Dagli anni ’60, infatti, si è sviluppato un modo diverso di fare poesia, più vicino agli americani, che da popolo pragmatico quale sono, non stanno a contare sillabe e accenti, e scrivono tutto quanto gli viene dal cuore, così, in modo spontaneo e selvatico, come selvatici sono un po’ loro, nonostante la tecnologia e i grattacieli. Una poesia che lasciasse in disparte le questioni melodiche, o le riconfigurasse in modo diverso, meno scolastico. Non solo il verso libero, a inizio novecento, aveva scompaginato tutto: anche quel verso libero sembrava essere troppo imbrigliato, troppo poco libero per poter essere usato. I poeti cercavano nuove vie, nuove strade: c’erano gli ermetici, c’era la neoavanguardia, c’erano i poeti intimisti e del quotidiano, come Sandro Penna (Saba era morto da pochi anni).
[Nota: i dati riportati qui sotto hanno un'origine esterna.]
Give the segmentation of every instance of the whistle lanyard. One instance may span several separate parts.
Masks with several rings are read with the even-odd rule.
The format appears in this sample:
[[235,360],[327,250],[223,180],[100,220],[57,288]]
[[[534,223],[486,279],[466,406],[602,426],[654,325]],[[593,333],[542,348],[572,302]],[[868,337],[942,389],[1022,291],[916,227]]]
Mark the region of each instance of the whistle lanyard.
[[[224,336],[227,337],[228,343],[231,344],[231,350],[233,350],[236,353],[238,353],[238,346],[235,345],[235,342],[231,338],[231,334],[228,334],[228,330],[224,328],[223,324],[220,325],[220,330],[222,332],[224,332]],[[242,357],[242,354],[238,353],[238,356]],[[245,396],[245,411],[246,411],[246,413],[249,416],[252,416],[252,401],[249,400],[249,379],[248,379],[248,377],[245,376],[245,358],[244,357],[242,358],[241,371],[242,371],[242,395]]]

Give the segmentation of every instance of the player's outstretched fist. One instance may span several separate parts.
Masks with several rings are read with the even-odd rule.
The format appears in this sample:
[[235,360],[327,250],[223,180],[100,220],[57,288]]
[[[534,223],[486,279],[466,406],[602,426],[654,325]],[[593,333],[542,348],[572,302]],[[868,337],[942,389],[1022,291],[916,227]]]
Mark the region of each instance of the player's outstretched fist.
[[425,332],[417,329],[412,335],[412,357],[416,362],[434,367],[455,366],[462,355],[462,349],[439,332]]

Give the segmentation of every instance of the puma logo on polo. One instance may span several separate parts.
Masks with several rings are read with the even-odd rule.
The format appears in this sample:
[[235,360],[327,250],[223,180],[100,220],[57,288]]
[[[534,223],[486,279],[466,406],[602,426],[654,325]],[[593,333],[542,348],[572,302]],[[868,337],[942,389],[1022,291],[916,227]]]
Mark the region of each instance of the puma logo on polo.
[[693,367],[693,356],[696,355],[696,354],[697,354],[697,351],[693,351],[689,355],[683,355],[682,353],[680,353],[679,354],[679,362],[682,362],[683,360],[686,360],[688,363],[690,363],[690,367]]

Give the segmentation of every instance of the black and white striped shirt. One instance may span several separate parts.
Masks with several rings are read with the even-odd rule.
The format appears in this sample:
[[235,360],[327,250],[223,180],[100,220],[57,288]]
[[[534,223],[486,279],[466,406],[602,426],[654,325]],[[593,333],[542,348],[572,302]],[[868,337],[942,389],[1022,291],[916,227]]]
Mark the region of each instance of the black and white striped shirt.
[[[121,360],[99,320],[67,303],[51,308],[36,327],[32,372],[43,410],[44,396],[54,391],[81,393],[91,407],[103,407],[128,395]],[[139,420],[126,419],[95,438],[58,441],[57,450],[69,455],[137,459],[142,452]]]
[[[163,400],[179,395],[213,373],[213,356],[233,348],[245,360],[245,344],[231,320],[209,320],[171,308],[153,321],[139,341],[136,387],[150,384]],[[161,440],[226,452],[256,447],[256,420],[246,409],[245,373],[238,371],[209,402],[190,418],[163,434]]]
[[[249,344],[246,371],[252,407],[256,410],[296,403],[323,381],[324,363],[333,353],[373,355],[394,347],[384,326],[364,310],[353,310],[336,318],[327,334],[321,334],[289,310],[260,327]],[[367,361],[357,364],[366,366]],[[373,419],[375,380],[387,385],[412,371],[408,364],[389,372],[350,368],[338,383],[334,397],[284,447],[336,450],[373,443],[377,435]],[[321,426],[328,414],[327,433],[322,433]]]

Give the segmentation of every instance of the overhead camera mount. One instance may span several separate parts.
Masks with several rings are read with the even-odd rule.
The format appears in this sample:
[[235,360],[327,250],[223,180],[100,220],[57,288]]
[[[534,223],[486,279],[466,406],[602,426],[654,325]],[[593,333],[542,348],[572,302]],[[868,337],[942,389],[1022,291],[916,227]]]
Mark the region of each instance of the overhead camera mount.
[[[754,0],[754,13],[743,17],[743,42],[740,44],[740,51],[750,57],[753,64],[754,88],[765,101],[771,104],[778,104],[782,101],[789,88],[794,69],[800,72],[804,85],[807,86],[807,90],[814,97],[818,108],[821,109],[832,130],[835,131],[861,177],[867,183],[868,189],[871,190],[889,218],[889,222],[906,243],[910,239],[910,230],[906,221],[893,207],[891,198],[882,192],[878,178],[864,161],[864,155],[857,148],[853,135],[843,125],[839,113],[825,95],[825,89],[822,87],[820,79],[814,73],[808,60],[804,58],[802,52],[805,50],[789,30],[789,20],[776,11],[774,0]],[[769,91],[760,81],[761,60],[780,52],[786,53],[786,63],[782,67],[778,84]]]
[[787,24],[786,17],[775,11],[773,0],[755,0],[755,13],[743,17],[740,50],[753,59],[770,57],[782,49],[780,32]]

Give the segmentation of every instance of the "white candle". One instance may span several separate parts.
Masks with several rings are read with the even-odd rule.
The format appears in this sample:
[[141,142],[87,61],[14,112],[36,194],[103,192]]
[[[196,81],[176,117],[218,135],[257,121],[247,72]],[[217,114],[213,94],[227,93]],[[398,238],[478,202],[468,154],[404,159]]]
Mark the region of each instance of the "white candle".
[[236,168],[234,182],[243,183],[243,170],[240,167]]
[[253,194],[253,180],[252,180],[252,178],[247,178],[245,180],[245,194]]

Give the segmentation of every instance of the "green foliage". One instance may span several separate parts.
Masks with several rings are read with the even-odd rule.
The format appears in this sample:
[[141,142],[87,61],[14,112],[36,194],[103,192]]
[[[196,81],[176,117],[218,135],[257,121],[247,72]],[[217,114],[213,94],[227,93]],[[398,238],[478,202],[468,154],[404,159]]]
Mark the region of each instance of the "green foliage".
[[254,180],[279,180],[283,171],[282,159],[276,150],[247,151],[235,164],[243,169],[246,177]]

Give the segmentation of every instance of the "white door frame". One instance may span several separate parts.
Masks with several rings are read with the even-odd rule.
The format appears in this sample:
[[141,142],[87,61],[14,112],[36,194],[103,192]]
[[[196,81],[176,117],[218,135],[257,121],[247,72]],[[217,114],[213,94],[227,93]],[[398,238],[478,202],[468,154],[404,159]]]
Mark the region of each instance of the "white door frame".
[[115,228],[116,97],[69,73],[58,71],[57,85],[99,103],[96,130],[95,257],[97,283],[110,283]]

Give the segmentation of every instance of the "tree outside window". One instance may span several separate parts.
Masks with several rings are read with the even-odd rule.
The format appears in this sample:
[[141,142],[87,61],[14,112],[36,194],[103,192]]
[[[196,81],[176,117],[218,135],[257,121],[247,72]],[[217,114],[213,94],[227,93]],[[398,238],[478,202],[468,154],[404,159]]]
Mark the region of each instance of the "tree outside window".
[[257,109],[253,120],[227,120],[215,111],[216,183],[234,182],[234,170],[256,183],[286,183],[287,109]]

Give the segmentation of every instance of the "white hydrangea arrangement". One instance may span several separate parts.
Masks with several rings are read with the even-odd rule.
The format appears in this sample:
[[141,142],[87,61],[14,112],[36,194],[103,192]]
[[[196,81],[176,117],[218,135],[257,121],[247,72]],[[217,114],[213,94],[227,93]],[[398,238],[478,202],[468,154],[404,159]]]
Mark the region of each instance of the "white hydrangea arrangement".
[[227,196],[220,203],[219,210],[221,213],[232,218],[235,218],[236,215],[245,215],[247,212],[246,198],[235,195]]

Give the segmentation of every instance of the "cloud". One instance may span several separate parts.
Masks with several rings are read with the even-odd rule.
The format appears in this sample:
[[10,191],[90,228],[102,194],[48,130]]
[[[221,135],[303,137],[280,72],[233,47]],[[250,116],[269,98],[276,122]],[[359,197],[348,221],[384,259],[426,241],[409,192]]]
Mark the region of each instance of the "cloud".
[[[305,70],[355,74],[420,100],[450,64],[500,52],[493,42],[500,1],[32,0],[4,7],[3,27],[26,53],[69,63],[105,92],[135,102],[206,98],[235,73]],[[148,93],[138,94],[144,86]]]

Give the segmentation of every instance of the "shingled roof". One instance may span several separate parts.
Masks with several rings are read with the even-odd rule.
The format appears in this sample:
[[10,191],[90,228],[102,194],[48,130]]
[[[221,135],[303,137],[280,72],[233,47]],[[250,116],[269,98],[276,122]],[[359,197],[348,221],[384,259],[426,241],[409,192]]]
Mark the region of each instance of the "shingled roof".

Sereni, dal canto suo, è un poeta complicato. Assorbe da tutti, rigetta da altrettanti. è un poeta centrale, eppure in qualche modo isolato, non ascrivibile a nessuna scuola, ma che al tempo stesso impara e anzi, anticipa. Montale, per esmpio. Sì, Montale, quello della poesia in doppiopetto, “legata su”, come avrebbe detto un poeta ben più giovane, Franco Loi, che si serviva delle parole come di viti e bulloni, anche quel Montale lì è servito a Sereni per sviluppare una poetica che anticiperà lo stesso Montale. infatti, dopo una decina d’anni in cui non pubblicò nulla, il poeta ligure uscì nel ’66 con una piccola raccolta, Xenia, in cui ribaltava tutto il suo lavoro precedente, parlando in modo molto più colloquiale, usando l’ironia, e abbassando il suo tono, la sua poetica. Ma Sereni l’aveva anticipato.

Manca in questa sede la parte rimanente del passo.